Many parishes in the UK ether share a church building with Anglicans or Catholics, and ether there alter table is used or a mobile Alter is used (normally to move the Alter closer to the people if there are a large number of steps involved or a long distance from the Alter to the nave).
One Parish I attended where we have use of a Catholic Church which is more recent in construction so the Alter table is in the middle of space so the rubrics are followed as written. I have also been to two Churches which are ether owned by or the Orthodox have sole use of where for practical reasons a Alter Table is placed closer to the people than the east end as it is more practical for the clergy as the fixed alter is ether a long distance from the nave or the steps would make it difficult for the clergy. Another Parish I attended for a while used an early medieval Church which had a fixed Alter and our priest adapted to the lack of space by using the rubrics which worked in the limited space as it was a very small building. I have found that in my experience it depends on what is more practical for the clergy as to if the alter present in the church is used or a table closer to the people.
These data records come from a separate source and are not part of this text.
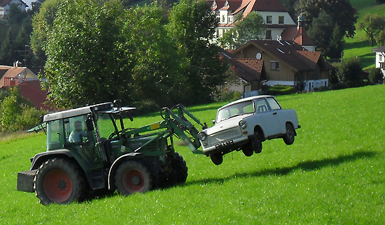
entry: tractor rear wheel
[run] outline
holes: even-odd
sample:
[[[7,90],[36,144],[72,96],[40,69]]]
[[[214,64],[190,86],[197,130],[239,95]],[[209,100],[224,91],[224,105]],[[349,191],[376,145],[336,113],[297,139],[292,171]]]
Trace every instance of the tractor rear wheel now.
[[[128,196],[137,192],[145,193],[151,189],[153,180],[148,169],[137,161],[122,163],[115,175],[116,190]]]
[[[79,167],[64,159],[47,160],[37,170],[34,190],[43,205],[70,203],[85,197],[85,180]]]

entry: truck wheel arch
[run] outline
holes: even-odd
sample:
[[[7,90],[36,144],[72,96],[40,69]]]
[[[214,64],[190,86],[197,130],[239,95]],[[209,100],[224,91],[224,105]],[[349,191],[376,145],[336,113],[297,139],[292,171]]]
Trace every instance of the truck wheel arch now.
[[[266,140],[265,138],[265,133],[260,126],[256,125],[254,126],[254,133],[258,133],[258,135],[257,138],[258,138],[260,141],[265,141]]]

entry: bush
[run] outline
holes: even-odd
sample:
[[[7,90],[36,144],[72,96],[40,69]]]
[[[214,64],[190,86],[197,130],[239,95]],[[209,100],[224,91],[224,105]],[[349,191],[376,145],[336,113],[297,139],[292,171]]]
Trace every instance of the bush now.
[[[337,66],[338,68],[337,75],[340,81],[357,81],[361,79],[363,68],[358,57],[345,59]]]
[[[284,86],[284,85],[274,85],[274,86],[263,85],[262,89],[265,92],[266,94],[276,95],[276,96],[292,94],[297,92],[297,89],[295,87],[293,87],[291,86]]]
[[[38,124],[40,117],[45,113],[31,106],[19,96],[17,87],[8,89],[0,103],[0,132],[13,132],[31,128]]]
[[[384,75],[379,68],[372,68],[369,72],[369,80],[373,84],[382,84]]]

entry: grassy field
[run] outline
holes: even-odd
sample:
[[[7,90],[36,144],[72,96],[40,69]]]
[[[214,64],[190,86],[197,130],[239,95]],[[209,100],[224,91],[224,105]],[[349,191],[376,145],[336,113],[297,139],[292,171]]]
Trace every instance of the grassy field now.
[[[16,190],[17,173],[45,150],[45,135],[0,141],[2,224],[382,224],[385,219],[385,85],[279,96],[302,128],[293,145],[263,143],[259,154],[220,166],[177,146],[185,184],[128,197],[43,206]],[[216,103],[191,108],[209,122]],[[159,116],[136,120],[148,124]],[[135,122],[135,121],[134,121]]]

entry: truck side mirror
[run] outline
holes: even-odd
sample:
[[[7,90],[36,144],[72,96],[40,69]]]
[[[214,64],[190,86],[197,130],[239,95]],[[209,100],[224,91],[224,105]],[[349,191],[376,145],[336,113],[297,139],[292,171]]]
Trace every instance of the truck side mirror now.
[[[92,119],[90,118],[85,119],[85,126],[87,126],[87,130],[88,131],[93,131],[94,124],[92,123]]]

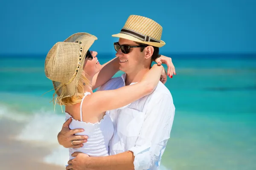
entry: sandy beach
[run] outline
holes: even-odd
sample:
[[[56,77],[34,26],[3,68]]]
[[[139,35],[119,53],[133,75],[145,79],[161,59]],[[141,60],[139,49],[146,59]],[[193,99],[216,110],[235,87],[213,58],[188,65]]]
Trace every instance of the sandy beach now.
[[[0,119],[0,169],[1,170],[64,170],[64,167],[44,163],[43,158],[51,148],[39,144],[29,143],[15,139],[23,123]]]

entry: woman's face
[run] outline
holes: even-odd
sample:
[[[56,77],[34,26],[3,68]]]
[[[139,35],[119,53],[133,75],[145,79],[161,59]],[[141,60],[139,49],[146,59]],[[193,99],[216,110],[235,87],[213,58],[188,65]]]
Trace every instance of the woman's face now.
[[[88,76],[92,78],[95,74],[99,71],[102,68],[102,65],[99,63],[96,56],[98,53],[96,51],[91,51],[93,57],[91,60],[90,59],[87,57],[84,61],[84,71],[87,74]]]

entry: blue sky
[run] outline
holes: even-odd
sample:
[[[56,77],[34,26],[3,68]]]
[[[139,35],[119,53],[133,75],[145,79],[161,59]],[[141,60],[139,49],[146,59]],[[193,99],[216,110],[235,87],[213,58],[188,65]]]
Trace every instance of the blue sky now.
[[[98,37],[91,50],[114,52],[111,35],[132,14],[163,26],[160,52],[256,53],[254,0],[36,1],[1,2],[0,54],[45,54],[78,32]]]

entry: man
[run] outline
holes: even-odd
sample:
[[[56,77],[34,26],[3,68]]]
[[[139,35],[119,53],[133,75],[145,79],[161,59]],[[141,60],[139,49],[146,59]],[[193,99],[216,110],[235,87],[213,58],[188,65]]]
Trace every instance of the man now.
[[[162,27],[153,20],[131,15],[120,33],[112,36],[119,38],[114,43],[116,55],[119,60],[120,70],[125,73],[111,79],[98,90],[116,89],[140,81],[150,68],[152,61],[158,57],[159,48],[165,44],[161,40],[162,31]],[[136,47],[139,45],[144,46]],[[170,137],[175,111],[171,93],[160,82],[151,94],[110,111],[115,129],[109,144],[110,156],[90,157],[75,153],[72,156],[76,158],[68,162],[66,169],[158,169]],[[64,127],[68,127],[69,123],[65,122]],[[65,144],[70,142],[70,136],[79,131],[70,130],[69,133],[67,129],[63,128],[58,135],[60,144],[66,147],[69,146]],[[81,139],[81,136],[77,139]],[[80,140],[80,143],[84,142]],[[77,144],[73,147],[81,146]]]

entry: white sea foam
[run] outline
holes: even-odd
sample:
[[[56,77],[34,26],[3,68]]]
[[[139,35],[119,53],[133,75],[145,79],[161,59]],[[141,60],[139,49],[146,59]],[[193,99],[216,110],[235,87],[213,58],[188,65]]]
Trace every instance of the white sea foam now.
[[[58,115],[53,111],[41,110],[28,114],[0,105],[0,119],[1,118],[25,123],[21,132],[16,136],[17,140],[49,146],[52,148],[52,153],[44,158],[44,162],[64,167],[67,164],[68,149],[59,145],[57,139],[65,121],[64,114]],[[169,169],[162,164],[160,170]]]
[[[59,146],[54,149],[51,154],[44,159],[45,162],[60,166],[67,164],[69,160],[68,149]]]
[[[43,142],[45,144],[58,144],[57,136],[64,122],[64,115],[41,110],[32,115],[17,139]]]

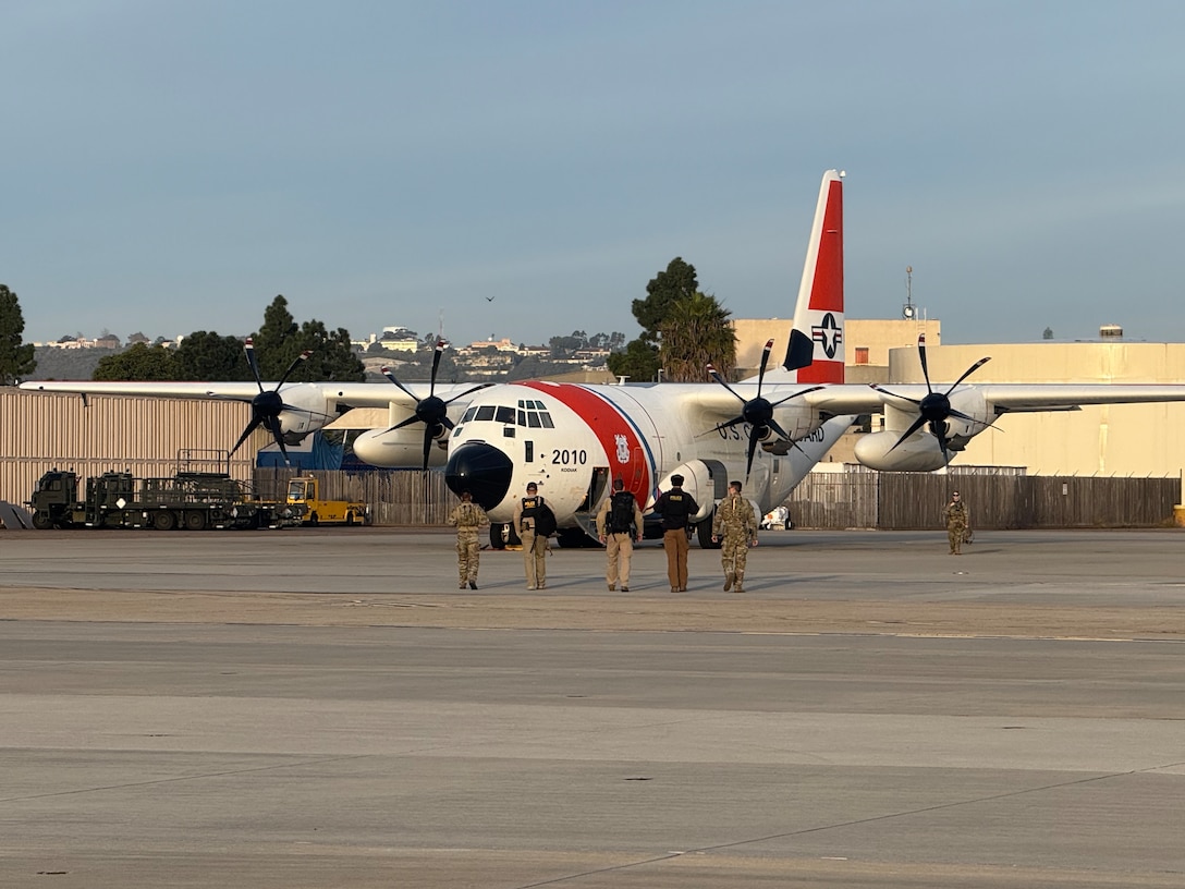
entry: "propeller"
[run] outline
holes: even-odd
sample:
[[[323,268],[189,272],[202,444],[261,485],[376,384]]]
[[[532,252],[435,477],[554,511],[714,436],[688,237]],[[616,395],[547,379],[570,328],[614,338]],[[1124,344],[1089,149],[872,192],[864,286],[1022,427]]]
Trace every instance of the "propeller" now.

I would note that few Churches in the UK have fixed Alters now and if they are they tend to be away form the east wall as the common practice for most non-Orthodox is to celibate facing the people. The churches which have a fixed alter at the east wall were mostly built by the Oxford Movement or are lager churches or cathedrals which often have a parish alter which is a movable table (although the table is normally covered so unless you know it can look like a fixed altar). Most of the fixed Alters were destroyed during the reformation and replaced by tables due to the theology of the reformers, although some churches retained their stone alters (these mostly being the cathedrals and some of the large churches often ones in privet hands not the state church, or small remote chapels which were forgotten).